L’enveloppe du fonds d’urgence en faveur des exploitations bovines a été doublée. Plus de 400 éleveurs haut-garonnais vont bénéficier d’un soutien financier compris entre 1 000 et 9 000 euros.
La préfecture de Haute-Garonne confirme le renforcement du fonds d’urgence destiné aux exploitations bovines touchées par la dermatose nodulaire contagieuse (DNC). Dans un communiqué, elle précise que le département bénéficie “au titre du fonds d’urgence en faveur des exploitations bovines, d’une enveloppe dont le montant initial a été doublé” et qui “s’élève désormais à plus d’un million d’euros”.
Au total, “plus de 400 exploitations bovines, allaitantes et laitières, vont bénéficier de ce soutien financier”, indique l’État. Les montants attribués sont “compris entre 1 000 et 9 000 euros par exploitation, en fonction du nombre d’animaux détenus impactés par les restrictions”. L’instruction des dossiers est “désormais achevée” et “la phase de paiement est engagée et se poursuivra dans les semaines à venir”.
Levée de la zone de surveillance
Ce fonds d’urgence vise à compenser les difficultés de trésorerie liées aux limitations de mouvements imposées pour contenir la propagation du virus.

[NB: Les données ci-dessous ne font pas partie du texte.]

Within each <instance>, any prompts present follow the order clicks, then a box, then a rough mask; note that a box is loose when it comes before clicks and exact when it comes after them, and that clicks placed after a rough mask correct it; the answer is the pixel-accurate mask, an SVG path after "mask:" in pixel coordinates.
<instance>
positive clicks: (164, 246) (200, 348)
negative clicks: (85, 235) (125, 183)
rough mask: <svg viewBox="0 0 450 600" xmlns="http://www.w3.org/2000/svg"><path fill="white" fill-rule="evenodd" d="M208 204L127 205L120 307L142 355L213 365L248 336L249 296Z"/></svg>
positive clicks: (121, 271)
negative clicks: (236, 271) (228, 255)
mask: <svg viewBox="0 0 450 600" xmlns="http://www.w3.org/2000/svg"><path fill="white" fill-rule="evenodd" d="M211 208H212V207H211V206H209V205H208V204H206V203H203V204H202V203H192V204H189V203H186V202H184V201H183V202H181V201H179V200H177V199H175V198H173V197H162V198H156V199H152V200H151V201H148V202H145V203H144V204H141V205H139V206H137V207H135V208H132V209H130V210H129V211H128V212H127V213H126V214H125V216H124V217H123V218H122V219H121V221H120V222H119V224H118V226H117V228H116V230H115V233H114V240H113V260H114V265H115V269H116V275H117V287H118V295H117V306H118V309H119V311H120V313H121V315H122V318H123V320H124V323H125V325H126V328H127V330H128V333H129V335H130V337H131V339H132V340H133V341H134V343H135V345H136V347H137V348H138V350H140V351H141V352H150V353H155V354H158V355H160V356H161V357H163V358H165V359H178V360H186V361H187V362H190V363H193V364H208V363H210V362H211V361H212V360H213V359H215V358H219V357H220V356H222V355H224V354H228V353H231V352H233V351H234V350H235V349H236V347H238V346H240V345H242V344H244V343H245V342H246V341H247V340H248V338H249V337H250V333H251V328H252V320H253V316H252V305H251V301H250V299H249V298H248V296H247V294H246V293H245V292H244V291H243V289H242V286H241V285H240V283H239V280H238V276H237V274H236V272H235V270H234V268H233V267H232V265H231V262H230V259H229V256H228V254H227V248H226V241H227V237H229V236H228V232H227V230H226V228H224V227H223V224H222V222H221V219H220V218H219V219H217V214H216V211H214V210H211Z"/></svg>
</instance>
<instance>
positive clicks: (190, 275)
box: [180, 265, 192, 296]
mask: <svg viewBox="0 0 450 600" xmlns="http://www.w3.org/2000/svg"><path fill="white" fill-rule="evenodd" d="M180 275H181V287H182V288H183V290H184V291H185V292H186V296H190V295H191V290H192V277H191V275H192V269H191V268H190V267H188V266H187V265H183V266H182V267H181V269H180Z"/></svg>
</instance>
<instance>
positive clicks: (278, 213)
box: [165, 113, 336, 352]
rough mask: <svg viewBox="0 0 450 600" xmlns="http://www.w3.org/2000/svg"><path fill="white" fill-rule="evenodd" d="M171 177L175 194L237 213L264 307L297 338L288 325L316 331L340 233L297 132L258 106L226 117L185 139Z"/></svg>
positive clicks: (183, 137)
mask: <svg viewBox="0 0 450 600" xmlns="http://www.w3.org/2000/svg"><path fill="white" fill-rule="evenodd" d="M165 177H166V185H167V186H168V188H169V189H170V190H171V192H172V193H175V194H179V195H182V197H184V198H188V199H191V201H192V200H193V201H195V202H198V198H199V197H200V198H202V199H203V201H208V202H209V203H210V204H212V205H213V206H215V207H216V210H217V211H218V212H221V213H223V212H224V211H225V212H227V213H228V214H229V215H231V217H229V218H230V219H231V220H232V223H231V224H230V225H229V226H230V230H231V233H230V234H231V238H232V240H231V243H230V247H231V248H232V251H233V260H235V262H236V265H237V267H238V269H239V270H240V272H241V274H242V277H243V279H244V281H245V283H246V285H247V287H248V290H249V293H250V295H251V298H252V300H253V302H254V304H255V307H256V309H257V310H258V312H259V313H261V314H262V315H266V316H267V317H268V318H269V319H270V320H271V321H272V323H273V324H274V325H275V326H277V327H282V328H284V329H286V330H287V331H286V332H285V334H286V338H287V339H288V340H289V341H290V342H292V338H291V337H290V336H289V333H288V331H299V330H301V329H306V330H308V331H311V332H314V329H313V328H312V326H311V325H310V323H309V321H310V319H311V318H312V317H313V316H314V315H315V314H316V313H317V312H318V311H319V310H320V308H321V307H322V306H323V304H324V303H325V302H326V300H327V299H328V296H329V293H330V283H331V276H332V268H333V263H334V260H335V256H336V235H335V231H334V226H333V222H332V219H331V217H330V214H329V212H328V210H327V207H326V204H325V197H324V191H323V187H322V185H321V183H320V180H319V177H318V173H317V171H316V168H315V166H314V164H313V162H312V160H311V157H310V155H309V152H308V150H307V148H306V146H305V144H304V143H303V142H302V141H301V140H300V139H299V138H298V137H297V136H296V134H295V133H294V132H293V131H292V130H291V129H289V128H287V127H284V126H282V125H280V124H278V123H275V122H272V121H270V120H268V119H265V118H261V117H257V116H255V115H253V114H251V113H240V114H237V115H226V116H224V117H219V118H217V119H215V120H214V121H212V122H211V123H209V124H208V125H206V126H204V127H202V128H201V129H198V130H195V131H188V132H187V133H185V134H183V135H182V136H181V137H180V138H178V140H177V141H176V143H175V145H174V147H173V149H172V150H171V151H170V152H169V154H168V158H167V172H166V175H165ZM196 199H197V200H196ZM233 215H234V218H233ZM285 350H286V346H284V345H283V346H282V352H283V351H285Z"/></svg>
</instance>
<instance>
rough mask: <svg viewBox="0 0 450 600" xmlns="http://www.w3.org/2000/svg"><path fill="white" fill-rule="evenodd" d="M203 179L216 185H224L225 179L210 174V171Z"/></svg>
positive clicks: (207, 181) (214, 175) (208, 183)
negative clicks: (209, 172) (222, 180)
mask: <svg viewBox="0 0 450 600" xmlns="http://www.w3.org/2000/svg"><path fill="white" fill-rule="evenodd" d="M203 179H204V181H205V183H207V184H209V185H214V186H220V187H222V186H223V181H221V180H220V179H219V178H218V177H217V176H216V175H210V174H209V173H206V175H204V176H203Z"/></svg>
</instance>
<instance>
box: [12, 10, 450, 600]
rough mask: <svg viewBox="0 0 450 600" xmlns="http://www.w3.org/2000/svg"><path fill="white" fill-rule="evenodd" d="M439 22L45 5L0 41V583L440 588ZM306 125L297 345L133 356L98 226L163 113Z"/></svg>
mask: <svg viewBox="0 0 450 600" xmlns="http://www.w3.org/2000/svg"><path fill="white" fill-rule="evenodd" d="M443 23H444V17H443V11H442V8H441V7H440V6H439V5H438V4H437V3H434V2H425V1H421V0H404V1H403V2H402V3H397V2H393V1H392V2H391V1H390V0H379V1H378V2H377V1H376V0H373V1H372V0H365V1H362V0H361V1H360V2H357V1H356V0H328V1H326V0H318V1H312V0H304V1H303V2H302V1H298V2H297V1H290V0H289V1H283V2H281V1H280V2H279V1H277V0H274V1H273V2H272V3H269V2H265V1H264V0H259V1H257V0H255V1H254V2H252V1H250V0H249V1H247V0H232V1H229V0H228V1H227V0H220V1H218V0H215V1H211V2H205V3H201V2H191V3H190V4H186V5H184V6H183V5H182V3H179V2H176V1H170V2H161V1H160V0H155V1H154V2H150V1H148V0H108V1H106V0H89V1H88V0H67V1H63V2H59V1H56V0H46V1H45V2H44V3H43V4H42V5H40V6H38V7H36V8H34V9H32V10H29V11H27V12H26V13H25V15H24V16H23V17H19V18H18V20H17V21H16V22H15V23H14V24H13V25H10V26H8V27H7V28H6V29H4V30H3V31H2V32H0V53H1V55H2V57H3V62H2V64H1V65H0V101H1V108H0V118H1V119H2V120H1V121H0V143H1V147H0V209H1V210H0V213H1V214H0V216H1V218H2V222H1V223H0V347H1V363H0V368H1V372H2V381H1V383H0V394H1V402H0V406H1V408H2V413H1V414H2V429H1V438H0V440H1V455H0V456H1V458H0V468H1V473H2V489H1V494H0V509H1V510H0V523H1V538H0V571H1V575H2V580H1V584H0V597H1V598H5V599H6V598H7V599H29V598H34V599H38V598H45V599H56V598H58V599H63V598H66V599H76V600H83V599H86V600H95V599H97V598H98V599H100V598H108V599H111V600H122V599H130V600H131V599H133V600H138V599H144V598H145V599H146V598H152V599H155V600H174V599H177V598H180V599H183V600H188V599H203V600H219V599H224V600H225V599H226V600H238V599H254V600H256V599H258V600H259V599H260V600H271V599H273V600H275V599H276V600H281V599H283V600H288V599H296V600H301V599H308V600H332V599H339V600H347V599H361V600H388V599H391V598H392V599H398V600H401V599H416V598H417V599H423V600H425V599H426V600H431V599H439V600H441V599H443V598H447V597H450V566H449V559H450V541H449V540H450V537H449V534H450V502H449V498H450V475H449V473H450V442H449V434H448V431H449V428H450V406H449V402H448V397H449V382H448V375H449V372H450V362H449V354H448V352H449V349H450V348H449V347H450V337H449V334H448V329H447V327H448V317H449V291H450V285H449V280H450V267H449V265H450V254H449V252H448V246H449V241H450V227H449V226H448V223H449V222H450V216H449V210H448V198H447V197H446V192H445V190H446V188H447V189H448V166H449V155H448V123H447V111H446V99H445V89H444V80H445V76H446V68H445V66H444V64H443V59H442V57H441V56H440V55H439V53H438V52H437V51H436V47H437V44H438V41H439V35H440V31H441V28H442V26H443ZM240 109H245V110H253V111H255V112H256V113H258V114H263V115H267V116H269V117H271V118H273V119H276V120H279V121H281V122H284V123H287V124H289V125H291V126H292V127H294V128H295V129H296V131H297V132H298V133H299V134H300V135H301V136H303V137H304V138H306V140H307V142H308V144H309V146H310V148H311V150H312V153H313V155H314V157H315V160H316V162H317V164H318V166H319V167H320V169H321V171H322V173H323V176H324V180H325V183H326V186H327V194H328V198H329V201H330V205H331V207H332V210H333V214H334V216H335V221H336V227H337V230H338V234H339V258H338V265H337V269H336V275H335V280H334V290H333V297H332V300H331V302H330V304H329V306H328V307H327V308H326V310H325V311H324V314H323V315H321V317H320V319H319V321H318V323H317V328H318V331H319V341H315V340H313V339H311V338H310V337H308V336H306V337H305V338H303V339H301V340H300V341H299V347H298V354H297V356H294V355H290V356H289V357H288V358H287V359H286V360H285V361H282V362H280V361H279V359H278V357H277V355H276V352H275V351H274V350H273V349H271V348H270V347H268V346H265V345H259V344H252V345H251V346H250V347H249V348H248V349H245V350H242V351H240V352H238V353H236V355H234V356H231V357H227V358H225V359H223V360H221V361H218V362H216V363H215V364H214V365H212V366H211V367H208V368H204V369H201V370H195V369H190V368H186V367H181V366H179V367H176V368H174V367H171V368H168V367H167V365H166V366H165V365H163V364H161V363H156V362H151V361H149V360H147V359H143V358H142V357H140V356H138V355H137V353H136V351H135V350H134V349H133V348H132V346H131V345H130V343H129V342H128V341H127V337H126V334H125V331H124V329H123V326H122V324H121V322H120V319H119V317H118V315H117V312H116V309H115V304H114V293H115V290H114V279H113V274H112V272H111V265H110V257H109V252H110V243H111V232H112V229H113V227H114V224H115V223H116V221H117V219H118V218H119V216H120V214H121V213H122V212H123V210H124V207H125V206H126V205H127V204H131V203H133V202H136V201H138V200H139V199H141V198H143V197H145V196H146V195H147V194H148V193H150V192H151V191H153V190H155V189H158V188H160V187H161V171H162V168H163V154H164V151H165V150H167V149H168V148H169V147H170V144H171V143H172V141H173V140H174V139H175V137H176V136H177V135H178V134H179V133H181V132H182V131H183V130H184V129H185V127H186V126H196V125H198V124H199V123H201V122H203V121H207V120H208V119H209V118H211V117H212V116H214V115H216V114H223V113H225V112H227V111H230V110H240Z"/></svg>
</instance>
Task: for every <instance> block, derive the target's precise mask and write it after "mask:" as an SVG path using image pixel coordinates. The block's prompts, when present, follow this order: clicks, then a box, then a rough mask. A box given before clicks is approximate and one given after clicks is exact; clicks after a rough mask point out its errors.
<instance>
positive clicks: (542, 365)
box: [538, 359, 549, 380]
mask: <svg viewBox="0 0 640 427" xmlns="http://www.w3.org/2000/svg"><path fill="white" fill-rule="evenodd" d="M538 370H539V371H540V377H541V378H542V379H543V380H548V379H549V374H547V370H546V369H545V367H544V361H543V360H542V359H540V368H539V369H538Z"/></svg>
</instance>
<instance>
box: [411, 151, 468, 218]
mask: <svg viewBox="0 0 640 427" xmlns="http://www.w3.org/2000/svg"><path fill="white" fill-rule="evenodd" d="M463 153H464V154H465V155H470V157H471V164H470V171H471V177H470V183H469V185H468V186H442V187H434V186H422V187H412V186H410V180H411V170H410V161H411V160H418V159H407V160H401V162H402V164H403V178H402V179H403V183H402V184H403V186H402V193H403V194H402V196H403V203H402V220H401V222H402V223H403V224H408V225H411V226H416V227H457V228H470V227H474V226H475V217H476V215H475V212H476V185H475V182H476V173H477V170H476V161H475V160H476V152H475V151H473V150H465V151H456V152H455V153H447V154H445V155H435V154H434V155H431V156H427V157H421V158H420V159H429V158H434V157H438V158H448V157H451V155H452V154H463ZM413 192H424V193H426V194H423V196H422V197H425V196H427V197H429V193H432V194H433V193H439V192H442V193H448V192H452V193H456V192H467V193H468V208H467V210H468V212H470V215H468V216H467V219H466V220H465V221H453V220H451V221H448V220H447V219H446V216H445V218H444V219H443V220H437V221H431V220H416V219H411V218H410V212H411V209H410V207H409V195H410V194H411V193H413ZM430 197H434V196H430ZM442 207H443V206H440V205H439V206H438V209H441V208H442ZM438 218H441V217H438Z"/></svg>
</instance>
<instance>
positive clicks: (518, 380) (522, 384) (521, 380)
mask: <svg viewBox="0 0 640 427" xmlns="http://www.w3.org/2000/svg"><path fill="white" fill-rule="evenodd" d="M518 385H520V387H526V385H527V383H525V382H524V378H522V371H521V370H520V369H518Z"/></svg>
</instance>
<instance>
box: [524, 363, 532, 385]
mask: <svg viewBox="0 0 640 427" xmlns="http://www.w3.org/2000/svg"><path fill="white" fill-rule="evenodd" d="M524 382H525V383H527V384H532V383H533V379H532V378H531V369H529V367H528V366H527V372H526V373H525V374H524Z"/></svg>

Il s’ajoute aux indemnisations prévues en cas d’abattage sanitaire, déjà prises en charge par l’État.
Sur le plan sanitaire, la situation s’est également améliorée. La préfecture a annoncé, ce vendredi 20 février, la levée de la zone de surveillance dans le sud du département et le passage en “zone valablement vaccinée (zone vaccinale de type II)”, après qu'”aucun nouveau foyer n’a été détecté […] depuis le 22 décembre dernier”. Une évolution qui “facilite les mouvements des bovins valablement vaccinés”, même si la vaccination reste obligatoire jusqu’au 31 décembre 2026.